Petitioner fails to demonstrate that reasonable jurists would find the district court's assessment of the constitutional claims debatable or wrong. Moreover, Petitioner cannot show that jurists of reason would find this Court's procedural rulings debatable. Petitioner fails to make a substantial showing of the denial of a constitutional right. Thus, the Court will deny Petitioner a certificate of appealability.

V. CONCLUSION

Accordingly, it is ORDERED and ADJUDGED as follows:

1. The Amended Petition for Writ of Habeas Corpus (Doc. 7) is DENIED.

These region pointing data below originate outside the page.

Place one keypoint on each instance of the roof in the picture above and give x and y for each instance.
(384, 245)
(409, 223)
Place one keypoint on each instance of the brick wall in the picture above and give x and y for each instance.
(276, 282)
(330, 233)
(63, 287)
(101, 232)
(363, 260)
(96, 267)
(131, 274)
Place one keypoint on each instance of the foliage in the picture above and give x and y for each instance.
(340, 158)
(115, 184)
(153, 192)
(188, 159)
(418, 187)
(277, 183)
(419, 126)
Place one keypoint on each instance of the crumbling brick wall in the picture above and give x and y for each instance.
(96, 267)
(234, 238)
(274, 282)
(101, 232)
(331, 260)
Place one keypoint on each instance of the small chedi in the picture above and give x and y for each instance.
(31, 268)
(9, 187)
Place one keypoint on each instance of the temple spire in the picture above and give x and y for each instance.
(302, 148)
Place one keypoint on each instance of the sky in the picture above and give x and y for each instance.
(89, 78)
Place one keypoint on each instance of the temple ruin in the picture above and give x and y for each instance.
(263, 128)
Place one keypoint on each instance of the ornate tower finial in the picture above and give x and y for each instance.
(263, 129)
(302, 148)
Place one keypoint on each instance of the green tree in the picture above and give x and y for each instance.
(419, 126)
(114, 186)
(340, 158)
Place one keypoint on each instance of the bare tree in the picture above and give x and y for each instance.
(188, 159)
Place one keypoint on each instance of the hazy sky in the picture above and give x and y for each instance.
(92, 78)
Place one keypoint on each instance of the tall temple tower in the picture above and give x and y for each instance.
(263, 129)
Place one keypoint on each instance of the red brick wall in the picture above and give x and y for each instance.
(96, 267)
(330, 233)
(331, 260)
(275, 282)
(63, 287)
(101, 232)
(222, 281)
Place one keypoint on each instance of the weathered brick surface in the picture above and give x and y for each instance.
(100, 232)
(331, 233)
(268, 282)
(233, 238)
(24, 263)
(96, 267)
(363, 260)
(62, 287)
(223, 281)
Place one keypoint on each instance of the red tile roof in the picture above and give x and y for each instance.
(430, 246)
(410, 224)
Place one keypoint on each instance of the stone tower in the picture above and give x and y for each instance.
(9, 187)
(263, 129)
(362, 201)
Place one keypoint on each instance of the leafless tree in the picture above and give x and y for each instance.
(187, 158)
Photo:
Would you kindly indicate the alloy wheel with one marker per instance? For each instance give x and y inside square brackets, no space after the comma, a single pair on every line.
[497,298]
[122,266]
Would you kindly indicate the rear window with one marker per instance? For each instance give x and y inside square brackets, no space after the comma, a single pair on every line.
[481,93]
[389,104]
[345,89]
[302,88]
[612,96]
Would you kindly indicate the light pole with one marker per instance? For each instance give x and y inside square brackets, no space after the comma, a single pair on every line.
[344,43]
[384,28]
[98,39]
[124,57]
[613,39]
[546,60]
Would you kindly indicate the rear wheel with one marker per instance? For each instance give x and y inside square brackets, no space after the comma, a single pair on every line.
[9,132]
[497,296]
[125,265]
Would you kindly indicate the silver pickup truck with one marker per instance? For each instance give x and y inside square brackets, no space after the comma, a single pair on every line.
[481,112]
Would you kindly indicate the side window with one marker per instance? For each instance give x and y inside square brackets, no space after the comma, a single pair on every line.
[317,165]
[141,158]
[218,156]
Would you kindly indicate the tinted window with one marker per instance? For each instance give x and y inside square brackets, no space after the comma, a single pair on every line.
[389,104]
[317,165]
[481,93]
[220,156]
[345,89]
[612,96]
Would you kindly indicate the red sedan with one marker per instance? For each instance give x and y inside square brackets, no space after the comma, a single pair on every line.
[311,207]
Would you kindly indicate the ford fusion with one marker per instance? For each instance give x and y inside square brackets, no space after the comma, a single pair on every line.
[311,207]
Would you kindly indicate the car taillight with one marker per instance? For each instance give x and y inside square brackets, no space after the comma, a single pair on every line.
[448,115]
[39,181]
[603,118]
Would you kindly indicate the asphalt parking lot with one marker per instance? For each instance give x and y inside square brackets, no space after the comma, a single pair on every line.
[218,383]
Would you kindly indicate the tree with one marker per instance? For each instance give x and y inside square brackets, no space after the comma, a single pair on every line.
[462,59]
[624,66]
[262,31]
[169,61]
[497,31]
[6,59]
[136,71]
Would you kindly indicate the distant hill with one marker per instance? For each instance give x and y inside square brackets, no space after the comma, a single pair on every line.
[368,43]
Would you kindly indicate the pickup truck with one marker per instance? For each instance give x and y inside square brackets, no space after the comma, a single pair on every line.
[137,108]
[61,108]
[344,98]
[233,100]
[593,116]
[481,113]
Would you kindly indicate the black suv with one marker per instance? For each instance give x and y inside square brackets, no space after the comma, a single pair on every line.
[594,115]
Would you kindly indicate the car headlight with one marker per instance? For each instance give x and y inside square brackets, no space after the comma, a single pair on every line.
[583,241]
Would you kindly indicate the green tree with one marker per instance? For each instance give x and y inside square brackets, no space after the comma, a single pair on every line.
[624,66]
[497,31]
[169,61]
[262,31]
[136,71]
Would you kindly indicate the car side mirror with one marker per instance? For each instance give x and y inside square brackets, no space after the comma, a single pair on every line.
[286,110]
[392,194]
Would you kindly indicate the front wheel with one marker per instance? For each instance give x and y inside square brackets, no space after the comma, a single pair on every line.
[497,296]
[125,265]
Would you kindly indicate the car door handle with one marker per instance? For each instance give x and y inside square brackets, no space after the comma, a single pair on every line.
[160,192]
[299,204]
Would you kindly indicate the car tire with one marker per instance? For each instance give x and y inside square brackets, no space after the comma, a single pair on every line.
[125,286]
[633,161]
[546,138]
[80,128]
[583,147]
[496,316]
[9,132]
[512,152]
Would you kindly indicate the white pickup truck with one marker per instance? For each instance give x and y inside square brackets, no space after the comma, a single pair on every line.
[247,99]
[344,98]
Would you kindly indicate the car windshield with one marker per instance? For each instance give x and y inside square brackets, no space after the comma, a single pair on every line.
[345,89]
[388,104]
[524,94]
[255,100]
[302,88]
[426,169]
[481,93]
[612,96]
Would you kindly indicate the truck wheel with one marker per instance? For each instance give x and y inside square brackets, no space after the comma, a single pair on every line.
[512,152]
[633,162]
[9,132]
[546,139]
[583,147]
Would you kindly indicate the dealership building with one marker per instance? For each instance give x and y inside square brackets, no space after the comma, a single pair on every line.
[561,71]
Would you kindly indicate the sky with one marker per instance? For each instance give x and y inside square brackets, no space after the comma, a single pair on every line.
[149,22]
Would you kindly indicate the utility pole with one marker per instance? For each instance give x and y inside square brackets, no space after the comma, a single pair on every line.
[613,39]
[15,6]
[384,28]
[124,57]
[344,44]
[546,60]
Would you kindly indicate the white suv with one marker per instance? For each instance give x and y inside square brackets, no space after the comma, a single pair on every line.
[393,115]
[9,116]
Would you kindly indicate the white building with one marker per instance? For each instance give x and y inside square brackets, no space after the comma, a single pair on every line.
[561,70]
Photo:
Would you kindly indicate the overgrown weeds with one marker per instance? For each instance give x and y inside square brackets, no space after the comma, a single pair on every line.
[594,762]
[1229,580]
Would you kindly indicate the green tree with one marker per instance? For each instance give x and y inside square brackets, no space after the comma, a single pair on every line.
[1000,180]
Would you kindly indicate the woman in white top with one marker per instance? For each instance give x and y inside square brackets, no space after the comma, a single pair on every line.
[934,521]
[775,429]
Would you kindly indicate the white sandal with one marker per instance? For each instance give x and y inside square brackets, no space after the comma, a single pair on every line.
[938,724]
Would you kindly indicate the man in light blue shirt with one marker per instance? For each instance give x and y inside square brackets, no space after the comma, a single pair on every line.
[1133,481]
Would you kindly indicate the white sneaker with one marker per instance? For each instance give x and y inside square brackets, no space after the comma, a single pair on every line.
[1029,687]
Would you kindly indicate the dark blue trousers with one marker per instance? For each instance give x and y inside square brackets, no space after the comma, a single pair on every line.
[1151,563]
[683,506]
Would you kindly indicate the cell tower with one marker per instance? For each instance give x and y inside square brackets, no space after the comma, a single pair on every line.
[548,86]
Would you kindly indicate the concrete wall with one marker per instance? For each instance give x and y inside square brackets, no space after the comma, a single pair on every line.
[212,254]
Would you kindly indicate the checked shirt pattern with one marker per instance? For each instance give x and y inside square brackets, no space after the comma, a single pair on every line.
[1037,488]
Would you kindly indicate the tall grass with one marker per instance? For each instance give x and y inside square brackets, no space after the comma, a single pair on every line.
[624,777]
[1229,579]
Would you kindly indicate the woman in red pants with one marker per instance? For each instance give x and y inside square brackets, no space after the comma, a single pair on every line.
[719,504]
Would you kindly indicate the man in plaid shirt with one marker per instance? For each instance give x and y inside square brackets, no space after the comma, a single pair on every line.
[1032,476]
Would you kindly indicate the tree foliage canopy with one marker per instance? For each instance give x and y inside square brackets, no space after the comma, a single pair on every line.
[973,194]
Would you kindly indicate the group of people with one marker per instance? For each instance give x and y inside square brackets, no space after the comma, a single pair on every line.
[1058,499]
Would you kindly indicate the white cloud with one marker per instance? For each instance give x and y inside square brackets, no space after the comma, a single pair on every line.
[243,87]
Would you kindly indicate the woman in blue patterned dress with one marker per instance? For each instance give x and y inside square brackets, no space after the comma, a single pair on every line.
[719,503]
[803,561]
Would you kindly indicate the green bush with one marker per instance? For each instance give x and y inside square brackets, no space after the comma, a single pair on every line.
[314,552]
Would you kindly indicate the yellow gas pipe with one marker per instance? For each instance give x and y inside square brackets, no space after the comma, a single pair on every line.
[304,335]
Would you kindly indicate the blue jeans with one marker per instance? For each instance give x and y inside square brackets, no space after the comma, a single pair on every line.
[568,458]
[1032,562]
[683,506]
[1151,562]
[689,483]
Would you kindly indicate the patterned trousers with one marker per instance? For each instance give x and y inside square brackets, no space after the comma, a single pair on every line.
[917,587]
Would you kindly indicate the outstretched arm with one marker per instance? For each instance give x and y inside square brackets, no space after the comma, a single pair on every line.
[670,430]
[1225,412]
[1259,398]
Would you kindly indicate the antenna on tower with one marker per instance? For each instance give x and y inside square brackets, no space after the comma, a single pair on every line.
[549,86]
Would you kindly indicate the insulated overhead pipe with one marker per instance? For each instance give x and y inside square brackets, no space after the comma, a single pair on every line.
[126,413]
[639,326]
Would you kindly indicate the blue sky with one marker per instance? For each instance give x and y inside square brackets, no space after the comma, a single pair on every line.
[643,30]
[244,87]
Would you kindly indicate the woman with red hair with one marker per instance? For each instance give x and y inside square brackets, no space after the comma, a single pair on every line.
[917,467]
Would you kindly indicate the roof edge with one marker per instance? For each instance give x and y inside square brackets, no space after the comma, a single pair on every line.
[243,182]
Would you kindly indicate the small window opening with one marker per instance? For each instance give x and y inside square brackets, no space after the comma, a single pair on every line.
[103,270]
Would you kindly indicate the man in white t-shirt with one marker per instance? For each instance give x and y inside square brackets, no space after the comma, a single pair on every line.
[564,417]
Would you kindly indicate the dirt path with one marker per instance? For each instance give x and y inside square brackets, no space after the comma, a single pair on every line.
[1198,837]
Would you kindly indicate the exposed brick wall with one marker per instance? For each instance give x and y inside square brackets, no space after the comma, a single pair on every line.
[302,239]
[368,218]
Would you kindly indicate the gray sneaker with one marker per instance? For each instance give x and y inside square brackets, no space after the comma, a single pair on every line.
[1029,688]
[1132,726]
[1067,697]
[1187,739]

2. This case is DISMISSED with prejudice.

3. Petitioner is DENIED a certificate of appealability in this case.

4. The Clerk of the Court is directed to enter judgment in favor of Respondents and to close this case.

DONE and ORDERED.

FootNotes


1. In considering the "unreasonable application" inquiry, the Court must determine "whether the state court's application of clearly established federal law was objectively unreasonable." Williams, 529 U.S. at 409. Whether a state court's decision was an unreasonable application of law must be assessed in light of the record before the state court. Holland v. Jackson, 542 U.S. 649, 652 (2004) (per curiam); cf. Bell v. Cone, 535 U.S. 685, 697 n. 4 (2002) (declining to consider evidence not presented to state court in determining whether its decision was contrary to federal law).
2. In Lockhart v. Fretwell, 506 U.S. 364, 372 (1993), the United States Supreme Court clarified that the prejudice prong of the test does not focus solely on mere outcome determination; rather, to establish prejudice, a criminal defendant must show that counsel's deficient representation rendered the result of the trial fundamentally unfair or unreliable.
3. There are two exceptions to the procedural default bar. The first is the "cause and prejudice" exception; the second, which is a narrow one, is the "actually innocent" exception, also known as the "fundamental miscarriage of justice" exception, used in extraordinary circumstances. See Johnson v. Singletary, 938 F.2d 1166, 1174-75 (11th Cir. 1991).